In that situation, a tenant that sold electronic equipment leased space in a shopping center in 1973. A significant provision of the lease—the excessive vacancies clause—provided for abatement of rent in the event that the occupancy of the shopping center dropped below a certain amount. Over the course of the next several decades, the tenant and owner agreed to multiple extension agreements, the last of which excused the tenant from paying percentage rent and required it to pay only fixed minimum rent.

In 2007, the tenant invoked the excessive vacancies clause and began paying reduced fixed minimum rent. The owner called the tenant and demanded that the full rent be paid. The tenant refused and continued to pay the reduced amount under the excessive vacancies clause until October 2011. In November 2011, the owner sent the tenant a letter seeking to buy out the tenant’s remaining interest in the lease so that it could demolish the shopping center. When the tenant requested a higher buyout, the parties were unable to come to an agreement.

Soon after, the owner sent the tenant two separate notices to quit the premises, asserting that the tenant had failed to pay the full rent due under the lease. The owner claimed that the excessive vacancies clause was no longer in effect; it had been extinguished by the most recent amendment to the lease. The owner filed a forcible detainer action, and a trial court ruled in its favor. The tenant appealed. A Kansas appeals court reversed the decision.

On appeal, the tenant asserted that the excessive vacancies clause was still in effect when it sought to invoke it in 2007 and, in the alternative, if it was not in effect the owner had waived its right to receive fixed minimum rent after it accepted reduced rent payments in accordance with the excessive vacancies clause for over four years.

The owner argued that the removal of the percentage rent clause by the most recent amendment had also served to remove the excessive vacancies clause. But the excessive vacancies clause hadn’t been deleted from the lease, said the appeals court. Rather, just the percentage rent clause had been deleted. The appeals court noted that the most recent renewal option that extended the lease stated that the “same terms and conditions as set forth in the Lease” would still apply. And that included the excessive vacancies clause, it determined.      

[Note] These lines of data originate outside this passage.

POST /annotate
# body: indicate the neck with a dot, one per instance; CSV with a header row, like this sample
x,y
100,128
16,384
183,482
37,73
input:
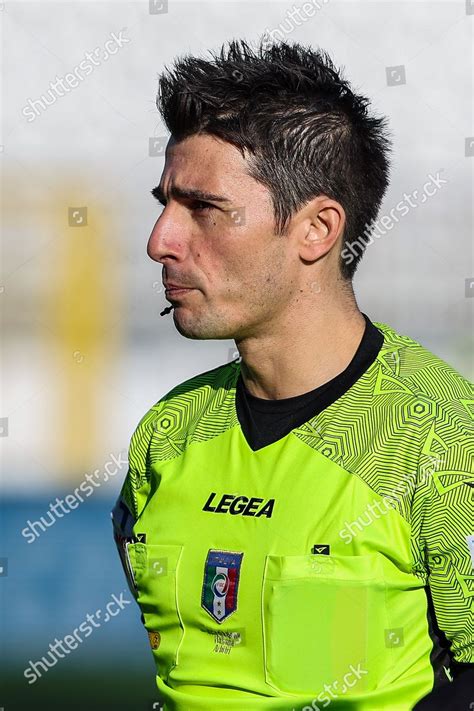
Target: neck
x,y
302,351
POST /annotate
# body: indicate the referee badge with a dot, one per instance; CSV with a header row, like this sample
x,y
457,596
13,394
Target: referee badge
x,y
221,583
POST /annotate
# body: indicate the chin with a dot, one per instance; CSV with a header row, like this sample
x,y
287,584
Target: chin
x,y
202,326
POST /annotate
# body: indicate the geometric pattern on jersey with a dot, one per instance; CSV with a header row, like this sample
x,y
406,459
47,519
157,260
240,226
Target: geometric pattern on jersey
x,y
405,429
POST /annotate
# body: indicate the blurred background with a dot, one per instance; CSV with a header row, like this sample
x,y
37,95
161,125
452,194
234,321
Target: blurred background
x,y
85,353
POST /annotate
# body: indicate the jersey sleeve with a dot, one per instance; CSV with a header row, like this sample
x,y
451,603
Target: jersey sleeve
x,y
135,489
447,536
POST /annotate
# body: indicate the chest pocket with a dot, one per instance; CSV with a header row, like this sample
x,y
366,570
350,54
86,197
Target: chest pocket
x,y
155,569
325,621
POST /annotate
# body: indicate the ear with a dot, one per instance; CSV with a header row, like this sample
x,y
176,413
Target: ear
x,y
321,227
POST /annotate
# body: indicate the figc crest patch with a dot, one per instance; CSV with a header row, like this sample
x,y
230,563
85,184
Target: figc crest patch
x,y
221,583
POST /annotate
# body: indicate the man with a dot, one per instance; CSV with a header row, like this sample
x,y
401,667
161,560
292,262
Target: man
x,y
296,525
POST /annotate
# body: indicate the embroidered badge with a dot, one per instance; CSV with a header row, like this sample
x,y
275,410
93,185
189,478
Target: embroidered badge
x,y
155,639
221,583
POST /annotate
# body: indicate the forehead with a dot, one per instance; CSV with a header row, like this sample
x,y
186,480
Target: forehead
x,y
208,163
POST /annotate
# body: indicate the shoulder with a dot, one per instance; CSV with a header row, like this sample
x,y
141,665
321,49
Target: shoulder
x,y
430,388
198,407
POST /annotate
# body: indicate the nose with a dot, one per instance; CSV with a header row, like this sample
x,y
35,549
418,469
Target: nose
x,y
166,240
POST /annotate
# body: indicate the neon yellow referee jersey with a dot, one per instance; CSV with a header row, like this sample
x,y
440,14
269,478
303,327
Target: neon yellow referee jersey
x,y
325,568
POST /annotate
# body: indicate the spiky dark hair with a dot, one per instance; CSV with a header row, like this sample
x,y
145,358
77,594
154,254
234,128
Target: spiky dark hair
x,y
301,128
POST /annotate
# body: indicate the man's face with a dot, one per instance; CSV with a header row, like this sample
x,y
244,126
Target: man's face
x,y
241,274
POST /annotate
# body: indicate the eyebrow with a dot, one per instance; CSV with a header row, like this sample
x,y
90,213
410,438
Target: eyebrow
x,y
188,193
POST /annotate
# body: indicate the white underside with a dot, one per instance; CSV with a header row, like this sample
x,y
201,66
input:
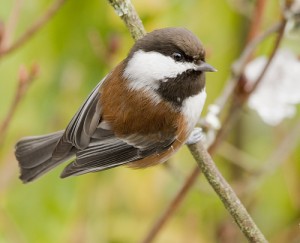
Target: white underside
x,y
192,108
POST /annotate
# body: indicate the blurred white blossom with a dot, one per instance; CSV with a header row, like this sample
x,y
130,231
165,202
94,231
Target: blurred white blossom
x,y
279,90
292,14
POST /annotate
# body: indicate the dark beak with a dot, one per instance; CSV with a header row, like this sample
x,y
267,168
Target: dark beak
x,y
205,67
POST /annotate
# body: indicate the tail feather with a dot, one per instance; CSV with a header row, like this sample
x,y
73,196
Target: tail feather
x,y
35,155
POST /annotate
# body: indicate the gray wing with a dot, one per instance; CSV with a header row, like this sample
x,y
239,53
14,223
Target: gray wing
x,y
114,152
80,129
97,148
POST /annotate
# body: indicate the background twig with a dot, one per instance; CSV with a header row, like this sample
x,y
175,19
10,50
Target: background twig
x,y
24,80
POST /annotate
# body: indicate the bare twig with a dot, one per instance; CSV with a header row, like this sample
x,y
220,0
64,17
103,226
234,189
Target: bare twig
x,y
33,29
25,79
226,194
11,24
126,11
277,158
172,208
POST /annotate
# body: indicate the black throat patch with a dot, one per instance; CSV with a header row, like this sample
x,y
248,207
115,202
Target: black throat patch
x,y
185,85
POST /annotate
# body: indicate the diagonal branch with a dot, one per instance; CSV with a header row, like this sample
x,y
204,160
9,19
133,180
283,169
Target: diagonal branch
x,y
226,194
24,80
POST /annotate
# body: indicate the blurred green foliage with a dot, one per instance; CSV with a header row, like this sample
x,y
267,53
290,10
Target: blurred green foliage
x,y
74,51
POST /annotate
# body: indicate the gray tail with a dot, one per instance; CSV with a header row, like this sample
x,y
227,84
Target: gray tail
x,y
35,155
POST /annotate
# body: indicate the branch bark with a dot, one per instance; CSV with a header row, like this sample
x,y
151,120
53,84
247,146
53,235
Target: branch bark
x,y
226,194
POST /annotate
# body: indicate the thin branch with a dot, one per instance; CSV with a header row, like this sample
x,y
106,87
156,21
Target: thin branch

The court also noted that, if the owner had wanted to delete the excessive vacancies clause it had a chance to do so when it deleted the percentage rent clause, but it chose not to. Therefore, the trial court erred when it determined that the excessive vacancies clause was no longer in effect in 2007, said the appeals court. It reversed the decision, allowing the tenant to stay in its space until the end of the renewal term, and sent the case back to the lower court to recalculate the correct amount of rent the tenant owed to the owner under the excessive vacancies clause [Ruffin v. Radioshack Corp., June 2013].